The Court recalls that the expression in accordance with law within the meaning of Article 8 § 2 requires firstly that the impugned measure should have a legal basis in the domestic law. It also refers to the quality of the law in question, requiring it should be accessible to the person concerned who must be able to foresee its consequences, and compatible with the rule of law ( Kruslin v. France , judgment of 24 April 1990, Series A no. 176-A, p. 20, § 27; Hacı Oğuz and Baki Oğuz ( dec .), no. 26145/95, dated 5 December 2000).
In the present case, pursuant to Article 94 of the Code of Criminal Procedure the applicant’s flat and office were searched by policemen in order to find evidence about the allegations that the applicant had been aiding and abetting the PKK. It is also clear from the incident report, which was drafted in accordance with Article 100 of the Code of Criminal Procedure, that the applicant had given authorisation for the searches in dispute. The incident reports are signed by the applicant and his wife. Accordingly, it is observed that the interference served a legitimate aim and was carried out in accordance with the domestic legislation.
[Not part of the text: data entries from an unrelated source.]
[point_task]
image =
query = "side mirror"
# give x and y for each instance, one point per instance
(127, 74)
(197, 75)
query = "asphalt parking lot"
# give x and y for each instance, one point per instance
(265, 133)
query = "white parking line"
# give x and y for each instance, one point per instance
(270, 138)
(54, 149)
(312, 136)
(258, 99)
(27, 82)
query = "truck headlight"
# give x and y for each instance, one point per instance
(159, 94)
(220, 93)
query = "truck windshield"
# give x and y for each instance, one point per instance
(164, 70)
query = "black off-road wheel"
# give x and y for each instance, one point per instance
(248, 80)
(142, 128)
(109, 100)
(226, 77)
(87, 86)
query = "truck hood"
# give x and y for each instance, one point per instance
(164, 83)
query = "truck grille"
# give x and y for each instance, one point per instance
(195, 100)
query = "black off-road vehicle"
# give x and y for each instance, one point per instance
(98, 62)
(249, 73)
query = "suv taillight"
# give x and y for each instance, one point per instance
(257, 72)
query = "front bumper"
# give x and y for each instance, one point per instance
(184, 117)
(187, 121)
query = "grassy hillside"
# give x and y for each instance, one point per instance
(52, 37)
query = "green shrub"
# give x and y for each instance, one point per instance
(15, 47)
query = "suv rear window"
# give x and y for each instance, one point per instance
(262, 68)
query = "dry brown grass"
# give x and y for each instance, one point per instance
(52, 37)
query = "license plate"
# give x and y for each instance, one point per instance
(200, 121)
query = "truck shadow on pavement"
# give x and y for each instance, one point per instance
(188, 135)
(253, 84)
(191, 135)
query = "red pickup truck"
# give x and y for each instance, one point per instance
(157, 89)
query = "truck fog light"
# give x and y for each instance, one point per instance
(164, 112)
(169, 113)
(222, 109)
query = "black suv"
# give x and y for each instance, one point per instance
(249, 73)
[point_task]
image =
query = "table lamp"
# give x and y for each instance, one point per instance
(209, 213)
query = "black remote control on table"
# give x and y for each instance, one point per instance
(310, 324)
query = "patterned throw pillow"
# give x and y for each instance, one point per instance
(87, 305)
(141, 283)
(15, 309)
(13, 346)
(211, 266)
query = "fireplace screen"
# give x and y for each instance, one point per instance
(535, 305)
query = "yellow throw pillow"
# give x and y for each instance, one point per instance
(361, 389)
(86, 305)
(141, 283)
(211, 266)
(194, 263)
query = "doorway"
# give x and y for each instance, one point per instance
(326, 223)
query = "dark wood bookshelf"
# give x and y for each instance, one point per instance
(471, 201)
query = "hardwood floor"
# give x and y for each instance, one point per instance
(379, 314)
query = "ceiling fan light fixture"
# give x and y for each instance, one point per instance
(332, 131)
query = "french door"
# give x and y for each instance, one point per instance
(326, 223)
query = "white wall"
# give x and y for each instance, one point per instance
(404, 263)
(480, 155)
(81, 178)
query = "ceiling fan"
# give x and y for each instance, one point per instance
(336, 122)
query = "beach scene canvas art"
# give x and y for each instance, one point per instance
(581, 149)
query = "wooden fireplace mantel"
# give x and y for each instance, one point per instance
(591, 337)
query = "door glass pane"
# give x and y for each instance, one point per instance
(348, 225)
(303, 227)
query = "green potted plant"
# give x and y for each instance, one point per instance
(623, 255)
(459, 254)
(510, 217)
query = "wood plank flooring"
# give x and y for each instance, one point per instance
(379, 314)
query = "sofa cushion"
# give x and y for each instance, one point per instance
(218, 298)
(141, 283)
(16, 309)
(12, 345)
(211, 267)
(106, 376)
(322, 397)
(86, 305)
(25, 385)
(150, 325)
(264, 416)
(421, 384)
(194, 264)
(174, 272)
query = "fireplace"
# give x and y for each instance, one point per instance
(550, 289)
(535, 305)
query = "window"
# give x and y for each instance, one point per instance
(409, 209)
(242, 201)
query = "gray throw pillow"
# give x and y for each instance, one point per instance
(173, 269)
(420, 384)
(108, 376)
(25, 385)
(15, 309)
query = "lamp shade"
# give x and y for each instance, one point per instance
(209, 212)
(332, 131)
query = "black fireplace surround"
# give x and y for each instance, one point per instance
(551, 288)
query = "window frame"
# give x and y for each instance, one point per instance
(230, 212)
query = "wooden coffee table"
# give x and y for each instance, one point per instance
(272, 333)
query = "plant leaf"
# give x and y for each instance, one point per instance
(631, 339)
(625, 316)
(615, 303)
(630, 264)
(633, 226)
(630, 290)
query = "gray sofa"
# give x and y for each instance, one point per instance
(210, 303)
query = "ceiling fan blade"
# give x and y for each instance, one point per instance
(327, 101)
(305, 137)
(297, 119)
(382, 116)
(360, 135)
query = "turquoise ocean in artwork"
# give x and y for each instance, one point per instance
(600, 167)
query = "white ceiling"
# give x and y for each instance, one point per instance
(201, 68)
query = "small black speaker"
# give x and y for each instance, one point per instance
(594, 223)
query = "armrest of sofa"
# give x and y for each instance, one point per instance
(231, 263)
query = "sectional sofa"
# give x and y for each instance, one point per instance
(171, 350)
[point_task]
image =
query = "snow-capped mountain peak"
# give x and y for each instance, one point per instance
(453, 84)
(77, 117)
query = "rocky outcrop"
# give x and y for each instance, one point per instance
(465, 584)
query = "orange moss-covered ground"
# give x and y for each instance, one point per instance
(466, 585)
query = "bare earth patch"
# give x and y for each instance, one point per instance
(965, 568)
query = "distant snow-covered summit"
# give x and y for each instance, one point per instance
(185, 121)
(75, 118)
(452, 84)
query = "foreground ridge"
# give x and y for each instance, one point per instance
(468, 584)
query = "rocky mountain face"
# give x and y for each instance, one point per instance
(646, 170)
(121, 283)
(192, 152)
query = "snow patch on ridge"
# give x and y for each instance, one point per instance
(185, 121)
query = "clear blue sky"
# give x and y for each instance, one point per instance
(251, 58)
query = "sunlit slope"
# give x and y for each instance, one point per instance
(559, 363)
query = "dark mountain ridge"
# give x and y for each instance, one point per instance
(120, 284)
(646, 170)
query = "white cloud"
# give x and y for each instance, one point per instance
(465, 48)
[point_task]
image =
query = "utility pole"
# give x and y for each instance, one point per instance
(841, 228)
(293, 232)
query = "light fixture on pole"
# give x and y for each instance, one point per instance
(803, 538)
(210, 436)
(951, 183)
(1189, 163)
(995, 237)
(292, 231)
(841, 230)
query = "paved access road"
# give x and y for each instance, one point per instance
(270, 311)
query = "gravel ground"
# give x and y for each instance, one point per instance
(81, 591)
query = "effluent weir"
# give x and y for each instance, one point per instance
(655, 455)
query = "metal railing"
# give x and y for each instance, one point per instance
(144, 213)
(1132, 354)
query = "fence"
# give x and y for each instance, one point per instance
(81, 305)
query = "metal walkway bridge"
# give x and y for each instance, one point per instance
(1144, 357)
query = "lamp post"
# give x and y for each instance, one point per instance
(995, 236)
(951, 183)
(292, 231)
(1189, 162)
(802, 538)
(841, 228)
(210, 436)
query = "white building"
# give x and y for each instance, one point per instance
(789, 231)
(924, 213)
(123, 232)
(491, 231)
It follows that there is no appearance of a violation of the applicant’s rights to respect for his home and therefore this part of the application should be rejected for being manifestly ill-founded within the meaning of Article 35 § 3 of the Convention.
For these reasons, the Court unanimously
Decides to adjourn the examination of the applicant’s complaints concerning [Note1] Articles 2, 3, 6 and 13;
Declares the remainder of the application inadmissible.
Mark Villger Georg Ress Deputy Registrar President
[Note1] Summarise the complaints without necessarily citing the invoked Convention Articles.